Styphelia pallida, commonly known as kick bush, is usually a small, compact shrub in the family Ericaceae. The species is endemic to south-western Western Australia.

==Description==
Styphelia pallida is usually a neat, dense, compact shrub but sometimes a diffuse to erect shrub to about 30 cm high. The leaves are lance-shaped, about 10 mm long with toothed margins. Creamy white to pale yellow (rarely pink or red) tubular flowers are present in the axils of leaves for most of the year.

==Taxonomy and naming==
This species was first described in 1810 by Robert Brown who gave it the name in Astroloma pallidum in his Prodromus Florae Novae Hollandiae. In 1824, Kurt Polycarp Joachim Sprengel transferred the species to Styphelia as S. pallida. The specific epithet (pallidum) is a Latin word meaning "pale" or "wan".

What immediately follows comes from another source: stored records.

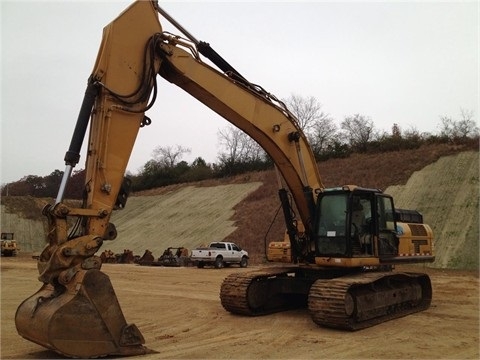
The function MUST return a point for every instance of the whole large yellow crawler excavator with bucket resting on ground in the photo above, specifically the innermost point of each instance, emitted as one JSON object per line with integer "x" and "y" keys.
{"x": 342, "y": 261}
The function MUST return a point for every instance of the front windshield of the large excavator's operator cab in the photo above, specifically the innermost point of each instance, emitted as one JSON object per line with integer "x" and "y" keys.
{"x": 331, "y": 224}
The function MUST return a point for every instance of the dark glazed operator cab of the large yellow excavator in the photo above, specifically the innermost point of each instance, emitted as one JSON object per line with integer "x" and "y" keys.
{"x": 354, "y": 222}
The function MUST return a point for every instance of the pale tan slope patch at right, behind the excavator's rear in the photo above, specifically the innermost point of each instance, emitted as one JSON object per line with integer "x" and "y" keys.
{"x": 446, "y": 193}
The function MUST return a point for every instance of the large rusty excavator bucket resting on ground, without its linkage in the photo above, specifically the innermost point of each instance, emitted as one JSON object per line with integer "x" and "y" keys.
{"x": 82, "y": 319}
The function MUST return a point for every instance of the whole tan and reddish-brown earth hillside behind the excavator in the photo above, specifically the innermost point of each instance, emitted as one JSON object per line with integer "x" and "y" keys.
{"x": 440, "y": 181}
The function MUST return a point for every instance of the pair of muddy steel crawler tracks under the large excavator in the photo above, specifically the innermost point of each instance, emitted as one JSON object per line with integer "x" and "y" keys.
{"x": 350, "y": 302}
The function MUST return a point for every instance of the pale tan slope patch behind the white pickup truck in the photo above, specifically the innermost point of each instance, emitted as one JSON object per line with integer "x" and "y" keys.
{"x": 188, "y": 217}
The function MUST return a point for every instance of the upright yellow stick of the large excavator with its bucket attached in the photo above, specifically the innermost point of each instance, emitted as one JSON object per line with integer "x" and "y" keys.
{"x": 76, "y": 312}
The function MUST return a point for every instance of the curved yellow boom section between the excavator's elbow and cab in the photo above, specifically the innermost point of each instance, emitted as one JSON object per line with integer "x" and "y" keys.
{"x": 256, "y": 112}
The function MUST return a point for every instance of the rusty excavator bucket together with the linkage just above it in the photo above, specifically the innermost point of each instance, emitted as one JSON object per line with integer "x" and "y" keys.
{"x": 76, "y": 312}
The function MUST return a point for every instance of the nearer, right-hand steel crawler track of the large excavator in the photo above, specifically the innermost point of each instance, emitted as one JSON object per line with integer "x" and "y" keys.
{"x": 358, "y": 301}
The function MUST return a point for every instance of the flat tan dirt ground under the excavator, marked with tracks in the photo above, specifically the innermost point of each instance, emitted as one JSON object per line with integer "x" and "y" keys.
{"x": 179, "y": 313}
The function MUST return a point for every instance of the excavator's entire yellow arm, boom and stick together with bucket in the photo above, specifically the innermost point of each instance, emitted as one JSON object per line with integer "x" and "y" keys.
{"x": 76, "y": 312}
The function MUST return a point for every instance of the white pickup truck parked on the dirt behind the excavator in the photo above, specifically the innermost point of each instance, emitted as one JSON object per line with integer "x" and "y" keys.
{"x": 220, "y": 254}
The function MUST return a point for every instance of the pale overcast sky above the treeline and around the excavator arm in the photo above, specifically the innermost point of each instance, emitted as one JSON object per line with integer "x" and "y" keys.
{"x": 396, "y": 62}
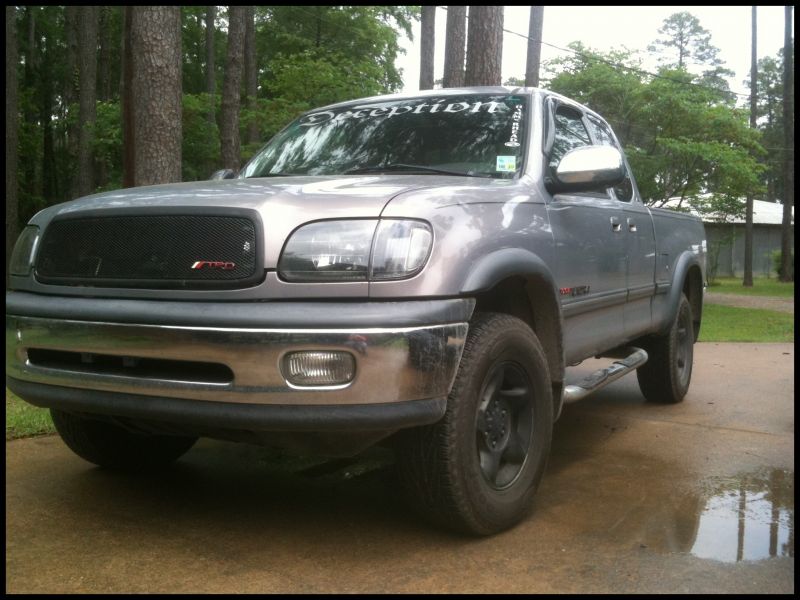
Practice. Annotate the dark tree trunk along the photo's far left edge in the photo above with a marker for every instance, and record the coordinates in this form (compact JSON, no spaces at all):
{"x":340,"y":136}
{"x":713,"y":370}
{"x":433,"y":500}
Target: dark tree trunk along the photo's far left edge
{"x":12,"y":134}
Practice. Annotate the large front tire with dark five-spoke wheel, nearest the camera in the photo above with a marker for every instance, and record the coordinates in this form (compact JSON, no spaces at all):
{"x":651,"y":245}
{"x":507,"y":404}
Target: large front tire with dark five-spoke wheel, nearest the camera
{"x":477,"y":469}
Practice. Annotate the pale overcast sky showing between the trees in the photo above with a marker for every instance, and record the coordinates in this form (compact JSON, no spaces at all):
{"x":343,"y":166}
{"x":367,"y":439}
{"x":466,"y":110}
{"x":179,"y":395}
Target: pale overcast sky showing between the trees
{"x":606,"y":27}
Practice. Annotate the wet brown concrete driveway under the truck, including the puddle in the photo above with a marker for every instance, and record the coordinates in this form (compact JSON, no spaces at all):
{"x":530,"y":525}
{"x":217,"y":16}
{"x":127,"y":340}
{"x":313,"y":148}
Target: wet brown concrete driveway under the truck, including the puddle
{"x":697,"y":497}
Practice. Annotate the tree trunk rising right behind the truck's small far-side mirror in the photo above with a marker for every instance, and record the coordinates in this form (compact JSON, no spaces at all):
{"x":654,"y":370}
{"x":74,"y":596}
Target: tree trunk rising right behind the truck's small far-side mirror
{"x":231,"y":89}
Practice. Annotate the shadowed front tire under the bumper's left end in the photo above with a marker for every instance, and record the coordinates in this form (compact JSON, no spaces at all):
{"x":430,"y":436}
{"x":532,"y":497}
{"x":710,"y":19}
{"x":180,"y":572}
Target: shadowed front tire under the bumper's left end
{"x":109,"y":445}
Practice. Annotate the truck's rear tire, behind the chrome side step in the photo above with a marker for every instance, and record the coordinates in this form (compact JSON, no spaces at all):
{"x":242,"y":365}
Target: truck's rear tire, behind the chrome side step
{"x":666,"y":375}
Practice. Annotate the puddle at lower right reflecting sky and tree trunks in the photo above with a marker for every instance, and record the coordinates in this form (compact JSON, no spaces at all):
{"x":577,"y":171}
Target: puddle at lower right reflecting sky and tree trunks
{"x":751,"y":518}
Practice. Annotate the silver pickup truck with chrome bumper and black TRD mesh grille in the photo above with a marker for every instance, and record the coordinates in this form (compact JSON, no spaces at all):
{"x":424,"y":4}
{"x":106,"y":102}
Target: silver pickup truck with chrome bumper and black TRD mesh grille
{"x":414,"y":270}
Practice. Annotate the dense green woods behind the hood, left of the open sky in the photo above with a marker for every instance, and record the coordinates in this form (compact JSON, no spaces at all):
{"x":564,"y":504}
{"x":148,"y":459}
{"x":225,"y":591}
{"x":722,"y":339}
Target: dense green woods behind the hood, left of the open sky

==Distribution and habitat==
Kick bush grows on yellow/grey sand, red/brown laterite gravel, brown clay to sandy clay, ironstone and limestone in a variety of habitats including flats, hillslopes, winter-wet sites and the edges of lakes in the Avon Wheatbelt, Esperance Plains, Geraldton Sandplains, Jarrah Forest, Mallee, Swan Coastal Plain and Warren biogeographical regions of Western Australia.

==Use in horticulture==
This species is not known in cultivation, partly because good cutting wood is difficult to obtain.